Former Eagles president Joe Banner said replay challenges were rarely a hot-button topic inside the organization during his tenure.
“The head coaches controlled it, and they would usually assign someone to be their primary set of eyes, with others helping,” Banner said. “Sometimes after a game, if there was a situation in question, you’d say, ‘What were you thinking there?’ But it wasn’t something that was extensively reviewed or talked about.
“The head coach was the primary person, and you would talk philosophically beforehand about how liberal or conservative you wanted to be in challenging something. But honestly, we always felt like it should be up to the coaches to handle it, and that was true in Philadelphia and Cleveland.”
Baseball, of course, is a different game from football, but rest assured that before this 162-game season is over, the Phillies will be dealing with at least one challenge controversy, if not more.

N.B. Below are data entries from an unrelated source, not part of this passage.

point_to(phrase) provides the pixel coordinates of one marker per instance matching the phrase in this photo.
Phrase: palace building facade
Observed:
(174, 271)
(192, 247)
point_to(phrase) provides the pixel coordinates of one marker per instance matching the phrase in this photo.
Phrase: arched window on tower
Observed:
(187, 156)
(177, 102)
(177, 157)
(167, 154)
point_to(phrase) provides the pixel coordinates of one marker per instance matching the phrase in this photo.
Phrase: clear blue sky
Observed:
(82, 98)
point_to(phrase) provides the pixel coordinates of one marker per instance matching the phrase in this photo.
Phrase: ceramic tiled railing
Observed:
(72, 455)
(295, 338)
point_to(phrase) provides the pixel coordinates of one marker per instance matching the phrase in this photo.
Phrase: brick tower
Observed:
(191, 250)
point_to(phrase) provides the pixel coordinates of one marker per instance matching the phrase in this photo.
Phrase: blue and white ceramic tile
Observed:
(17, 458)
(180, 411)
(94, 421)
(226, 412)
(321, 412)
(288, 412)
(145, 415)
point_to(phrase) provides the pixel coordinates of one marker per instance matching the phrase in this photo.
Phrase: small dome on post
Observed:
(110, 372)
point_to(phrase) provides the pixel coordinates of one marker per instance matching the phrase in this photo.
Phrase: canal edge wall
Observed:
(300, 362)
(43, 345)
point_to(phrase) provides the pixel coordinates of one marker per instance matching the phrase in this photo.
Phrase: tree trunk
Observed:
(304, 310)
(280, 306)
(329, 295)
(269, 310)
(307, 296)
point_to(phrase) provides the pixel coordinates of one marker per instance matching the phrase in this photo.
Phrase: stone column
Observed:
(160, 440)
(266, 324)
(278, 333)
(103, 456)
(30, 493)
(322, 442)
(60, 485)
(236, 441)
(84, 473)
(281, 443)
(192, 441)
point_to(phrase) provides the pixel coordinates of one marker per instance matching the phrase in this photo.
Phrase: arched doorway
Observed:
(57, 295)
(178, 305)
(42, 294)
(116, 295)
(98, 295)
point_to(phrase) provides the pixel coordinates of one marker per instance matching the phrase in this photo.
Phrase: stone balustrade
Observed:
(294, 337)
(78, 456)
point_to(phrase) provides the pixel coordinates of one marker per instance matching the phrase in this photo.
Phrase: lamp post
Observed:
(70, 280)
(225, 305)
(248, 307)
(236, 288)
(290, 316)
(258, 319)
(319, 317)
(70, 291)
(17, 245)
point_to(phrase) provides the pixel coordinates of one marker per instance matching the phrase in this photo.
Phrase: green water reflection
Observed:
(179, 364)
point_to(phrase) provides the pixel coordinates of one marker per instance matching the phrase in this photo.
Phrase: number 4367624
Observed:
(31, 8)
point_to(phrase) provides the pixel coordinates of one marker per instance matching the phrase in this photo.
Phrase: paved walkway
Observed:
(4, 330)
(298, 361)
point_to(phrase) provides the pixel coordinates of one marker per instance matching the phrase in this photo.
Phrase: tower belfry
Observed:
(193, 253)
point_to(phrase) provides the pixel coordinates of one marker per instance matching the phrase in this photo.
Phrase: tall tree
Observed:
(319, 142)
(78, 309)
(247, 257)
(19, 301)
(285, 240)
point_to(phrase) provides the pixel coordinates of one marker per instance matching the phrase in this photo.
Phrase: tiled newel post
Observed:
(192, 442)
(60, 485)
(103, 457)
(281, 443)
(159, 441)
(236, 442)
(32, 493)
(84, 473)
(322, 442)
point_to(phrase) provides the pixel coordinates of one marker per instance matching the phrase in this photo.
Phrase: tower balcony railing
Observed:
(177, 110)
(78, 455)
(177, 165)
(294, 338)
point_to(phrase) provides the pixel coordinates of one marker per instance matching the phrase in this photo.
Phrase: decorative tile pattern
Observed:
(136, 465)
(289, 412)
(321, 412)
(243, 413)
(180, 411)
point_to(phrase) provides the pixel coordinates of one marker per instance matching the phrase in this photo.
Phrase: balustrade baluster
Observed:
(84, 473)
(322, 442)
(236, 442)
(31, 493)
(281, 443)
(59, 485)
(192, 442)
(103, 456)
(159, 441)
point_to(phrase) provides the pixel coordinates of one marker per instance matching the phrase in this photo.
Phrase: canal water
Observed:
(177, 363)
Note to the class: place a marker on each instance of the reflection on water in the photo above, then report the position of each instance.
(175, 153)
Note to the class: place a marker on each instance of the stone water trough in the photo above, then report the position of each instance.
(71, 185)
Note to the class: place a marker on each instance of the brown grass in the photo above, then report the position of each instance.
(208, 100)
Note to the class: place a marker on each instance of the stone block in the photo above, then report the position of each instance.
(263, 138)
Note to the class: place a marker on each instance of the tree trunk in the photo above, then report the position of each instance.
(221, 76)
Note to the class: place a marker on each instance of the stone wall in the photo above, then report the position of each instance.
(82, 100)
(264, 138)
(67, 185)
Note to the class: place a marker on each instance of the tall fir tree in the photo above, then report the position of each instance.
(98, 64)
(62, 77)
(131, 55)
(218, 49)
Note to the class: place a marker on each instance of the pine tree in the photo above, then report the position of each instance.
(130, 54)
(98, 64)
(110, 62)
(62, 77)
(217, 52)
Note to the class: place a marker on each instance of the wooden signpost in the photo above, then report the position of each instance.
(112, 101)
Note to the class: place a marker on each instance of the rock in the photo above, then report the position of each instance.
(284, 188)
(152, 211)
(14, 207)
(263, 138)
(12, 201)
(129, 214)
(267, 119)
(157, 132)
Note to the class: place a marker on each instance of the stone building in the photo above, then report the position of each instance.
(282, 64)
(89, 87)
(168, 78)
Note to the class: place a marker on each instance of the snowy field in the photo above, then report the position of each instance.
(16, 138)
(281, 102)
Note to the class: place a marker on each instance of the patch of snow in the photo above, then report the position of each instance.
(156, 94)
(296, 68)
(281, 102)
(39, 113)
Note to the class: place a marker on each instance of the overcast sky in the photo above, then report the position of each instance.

The dry runs that were supposed to take place during spring training did not go as planned because the New York command center was not in place, and the ballparks did not have the camera angles that will be in place when the regular season begins. Phillies general manager Ruben Amaro Jr. said the Phillies will have a better feel for the system after they play their final two exhibition games against the Pittsburgh Pirates at Citizens Bank Park this week.
“We’ve talked a little bit about the strategy with (manager) Ryne (Sandberg), and we’re taking a lot of advice from the commissioner’s office on how we should attack it,” Amaro said.
The advice from New York is challenge when you get the chance because the umpires don’t miss many plays. That may be true, but replay is going to change the game and the ballpark experience.
Managers will each get one challenge per game, and if they challenge correctly, they will get another. If they have burned their challenge before the seventh inning, then it will be up to the umpire to request a replay review during the final three innings.
That sure sounds like there will be potential for controversy during the course of 2,430 regular-season games.
Anyone who has ever been at an Eagles game has witnessed what happens when there is a close call the home team might challenge. On the Linc’s giant end-zone screens, which are getting a high-definition upgrade this offseason, the replay is shown backward, forward, and in the slowest possible motion.
Close plays have been off-limits in the past on baseball’s giant replay boards, but that has officially changed.
How the Phillies decide to challenge a call will be much different from the way the Eagles and most NFL teams have gone through the process.
Their man in charge of watching the replay will be Kevin Camiscioli, a longtime employee whose job title is manager of video coaching services. He has been the guy in charge of the video room, where the manager, coaches, and players go to study opposing pitchers and their own swing.
Now, he has an additional role.
“He’ll be our primary guy,” Amaro said. “We have backups, but Kevin is our videographer in the trenches.”
Even though this is the first year of extensive replay — previously only boundary calls on home runs have been reviewed by MLB — Camiscioli has been supplying Amaro with information about replays for years.
“There would be calls where I’d call downstairs and he’d have an answer right away,” Amaro said.
Before, there was nothing the Phillies or any other team could do about the missed calls that may have changed the outcome of the game.
Now, they have that option. As the Eagles can tell you, it can become another source of criticism if not done properly.